Member Research & Reports

NYU: Climate Zone is an Important Indicator for Several Viral Mosquito-Borne Diseases

A study co-authored by Dr. Yesim Tozan, Assistant Professor of Global Health at New York University School of Global Public Health, was published by Environmental Research titled “Reviewing estimates of the basic reproduction number for dengue, Zika and chikungunya across global climate zones.”

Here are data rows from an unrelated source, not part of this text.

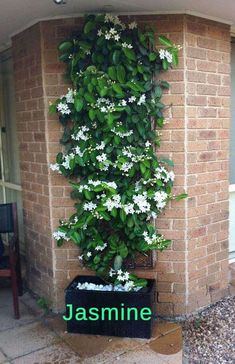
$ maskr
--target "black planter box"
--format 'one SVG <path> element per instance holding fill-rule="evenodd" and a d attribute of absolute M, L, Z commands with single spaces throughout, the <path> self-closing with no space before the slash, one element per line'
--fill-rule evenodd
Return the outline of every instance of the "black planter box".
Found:
<path fill-rule="evenodd" d="M 104 281 L 98 277 L 78 276 L 67 287 L 65 290 L 66 317 L 70 316 L 69 307 L 71 307 L 68 307 L 67 305 L 72 305 L 73 308 L 72 318 L 67 321 L 67 331 L 69 333 L 138 337 L 146 339 L 151 337 L 156 306 L 155 280 L 148 280 L 147 287 L 142 288 L 138 292 L 80 290 L 75 288 L 79 282 L 105 284 Z M 107 312 L 108 310 L 105 310 L 102 319 L 99 318 L 94 321 L 89 319 L 90 308 L 98 309 L 101 315 L 101 309 L 104 307 L 114 308 L 114 310 L 110 311 L 109 314 Z M 137 309 L 135 311 L 138 312 L 138 318 L 133 312 L 134 310 L 130 310 L 129 319 L 127 320 L 127 309 L 133 307 Z M 84 312 L 86 310 L 87 320 L 77 320 L 75 318 L 76 309 L 79 308 L 79 312 Z M 151 309 L 151 316 L 147 316 L 151 317 L 149 320 L 143 320 L 141 318 L 140 312 L 143 308 Z M 117 311 L 118 316 L 116 316 Z M 81 319 L 81 316 L 79 316 L 79 318 Z"/>

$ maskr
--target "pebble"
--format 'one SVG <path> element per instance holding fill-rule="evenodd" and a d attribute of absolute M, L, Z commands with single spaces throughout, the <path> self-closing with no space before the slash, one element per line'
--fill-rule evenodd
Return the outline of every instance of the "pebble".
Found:
<path fill-rule="evenodd" d="M 88 282 L 78 283 L 76 286 L 76 289 L 85 289 L 85 290 L 89 290 L 89 291 L 129 292 L 129 289 L 126 289 L 121 284 L 114 286 L 112 284 L 103 285 L 103 284 L 94 284 L 94 283 L 88 283 Z M 134 291 L 138 291 L 140 289 L 141 289 L 141 287 L 135 287 Z"/>
<path fill-rule="evenodd" d="M 183 325 L 185 361 L 205 364 L 235 363 L 235 297 L 228 297 Z"/>

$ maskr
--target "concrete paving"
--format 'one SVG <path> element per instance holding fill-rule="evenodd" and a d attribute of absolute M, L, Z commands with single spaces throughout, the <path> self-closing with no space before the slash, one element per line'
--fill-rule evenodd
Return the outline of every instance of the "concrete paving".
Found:
<path fill-rule="evenodd" d="M 157 321 L 150 340 L 68 334 L 61 315 L 43 315 L 26 293 L 14 320 L 11 291 L 0 288 L 0 364 L 181 364 L 178 324 Z"/>

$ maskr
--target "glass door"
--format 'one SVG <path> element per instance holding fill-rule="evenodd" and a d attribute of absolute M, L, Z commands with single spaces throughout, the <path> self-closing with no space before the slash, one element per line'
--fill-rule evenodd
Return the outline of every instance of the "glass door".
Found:
<path fill-rule="evenodd" d="M 24 251 L 22 196 L 16 133 L 11 51 L 0 53 L 0 203 L 16 202 L 21 253 Z"/>

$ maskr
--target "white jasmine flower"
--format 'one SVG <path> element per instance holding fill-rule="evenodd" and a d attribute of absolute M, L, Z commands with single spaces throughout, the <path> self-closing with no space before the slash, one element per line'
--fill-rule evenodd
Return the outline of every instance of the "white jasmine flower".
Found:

Globally, dengue, Zika virus, and chikungunya are important viral mosquito-borne diseases that infect millions of people annually. Their geographic range includes not only tropical areas but also sub-tropical and temperate zones such as Japan and Italy. The relative severity of these arboviral disease outbreaks can vary depending on the setting. This study explores variation in the epidemiologic potential of outbreaks amongst these climatic zones and arboviruses in order to elucidate potential reasons behind such differences.

Findings indicate that the basic reproduction number (R0) of an arboviral outbreak depends on climate zone, with lower R0 estimates, on average, in temperate zones compared to tropical and subtropical zones. The role of other factors as determinants of R0, such as methods, environmental and social conditions, and disease control, should be further investigated. The results also suggest that R0 may increase in temperate regions in response to global warming, and highlight the increasing need for strengthening preparedness and control activities.